Amid this secrecy and stress, private lives went on. These women struggled through long, mind-numbing and body-numbing shifts. They stomped through the constant mud of the rapidly constructed town. The girls in the book went to dances, got married and found they couldn’t ask what their husbands did all day. Others lived in packed dorms and ate at one of the many cafeterias and are approached by “dapper men” who asked them to listen in on their fellows’ conversations.

Many people seemed content with their ignorance. They knew they were doing their patriotic duty — so their bosses said, therefore it must be true — and that they were making better wages than they would otherwise. As Kiernan writes, “Few Oak Ridgers cared whether they were let in on the Secret, so long as the war ended, and brothers would come home again.”

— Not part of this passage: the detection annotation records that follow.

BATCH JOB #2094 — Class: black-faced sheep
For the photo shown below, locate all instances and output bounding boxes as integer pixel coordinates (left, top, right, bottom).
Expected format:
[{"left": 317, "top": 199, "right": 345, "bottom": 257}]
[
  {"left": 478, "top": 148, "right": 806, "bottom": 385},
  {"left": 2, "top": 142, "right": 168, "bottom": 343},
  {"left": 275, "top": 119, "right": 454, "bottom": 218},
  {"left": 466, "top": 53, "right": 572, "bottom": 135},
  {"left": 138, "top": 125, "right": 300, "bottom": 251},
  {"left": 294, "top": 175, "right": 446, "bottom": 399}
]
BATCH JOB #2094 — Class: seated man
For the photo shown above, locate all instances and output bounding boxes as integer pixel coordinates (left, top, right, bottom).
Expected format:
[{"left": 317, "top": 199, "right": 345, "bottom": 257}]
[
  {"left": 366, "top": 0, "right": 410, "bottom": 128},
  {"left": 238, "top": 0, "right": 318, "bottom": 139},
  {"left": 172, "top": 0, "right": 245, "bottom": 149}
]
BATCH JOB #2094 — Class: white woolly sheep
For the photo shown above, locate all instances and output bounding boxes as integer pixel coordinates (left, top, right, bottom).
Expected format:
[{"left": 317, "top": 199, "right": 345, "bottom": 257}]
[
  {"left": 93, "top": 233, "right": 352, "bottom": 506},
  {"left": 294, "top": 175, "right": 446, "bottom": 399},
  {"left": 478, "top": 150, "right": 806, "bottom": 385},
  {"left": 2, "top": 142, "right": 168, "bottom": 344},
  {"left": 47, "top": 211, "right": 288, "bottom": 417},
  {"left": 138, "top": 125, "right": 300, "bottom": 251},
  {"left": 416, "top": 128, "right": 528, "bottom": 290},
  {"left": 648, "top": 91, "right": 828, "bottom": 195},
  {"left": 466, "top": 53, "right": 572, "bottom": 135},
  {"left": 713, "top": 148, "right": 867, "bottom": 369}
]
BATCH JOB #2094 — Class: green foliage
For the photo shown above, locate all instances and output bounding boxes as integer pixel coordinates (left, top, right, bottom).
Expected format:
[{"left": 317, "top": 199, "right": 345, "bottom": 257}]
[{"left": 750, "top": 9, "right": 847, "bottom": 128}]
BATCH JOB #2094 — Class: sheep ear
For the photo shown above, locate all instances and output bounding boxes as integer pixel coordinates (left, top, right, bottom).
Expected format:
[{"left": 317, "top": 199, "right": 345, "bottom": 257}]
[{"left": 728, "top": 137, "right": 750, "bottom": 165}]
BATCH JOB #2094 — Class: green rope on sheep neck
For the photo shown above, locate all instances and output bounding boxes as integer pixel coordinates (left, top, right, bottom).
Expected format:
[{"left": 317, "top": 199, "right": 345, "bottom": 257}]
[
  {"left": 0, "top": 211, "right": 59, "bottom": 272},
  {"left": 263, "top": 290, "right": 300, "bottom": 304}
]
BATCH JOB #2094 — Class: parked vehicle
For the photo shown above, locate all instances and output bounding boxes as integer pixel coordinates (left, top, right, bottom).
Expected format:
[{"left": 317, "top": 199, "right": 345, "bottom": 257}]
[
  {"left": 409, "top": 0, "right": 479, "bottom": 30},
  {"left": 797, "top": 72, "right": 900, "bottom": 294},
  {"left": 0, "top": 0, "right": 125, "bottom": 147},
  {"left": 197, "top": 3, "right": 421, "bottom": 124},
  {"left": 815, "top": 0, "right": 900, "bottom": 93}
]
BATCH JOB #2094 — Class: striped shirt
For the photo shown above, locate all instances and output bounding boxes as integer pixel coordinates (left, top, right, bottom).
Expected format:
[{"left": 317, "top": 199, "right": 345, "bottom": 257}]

A few got closer to the truth than the rest, but they didn’t dare mention it. In this book, there are no genre heroines who figure out the evil truth and fight the system. When the Secret finally does come out after Hiroshima is bombed, people react in various ways: elated that the war is finally over, devastated at their small part in the deaths of thousands.

Some seem just relieved to finally be able to talk freely.

Kiernan describes one scientist who “was seen driving through town, yelling out the window of his car, without a care or fear in the world, for all to hear: ‘Uranium! Uranium! URANIUM!’”

But it’s terribly strange, after being trained by so many Orwellian novels to view the secretive, totalitarian government as an enemy, as something completely foreign to everything the United States is, to find that they’re us. And that the evil that they have planned is the very thing that ended the war and brought our boys home.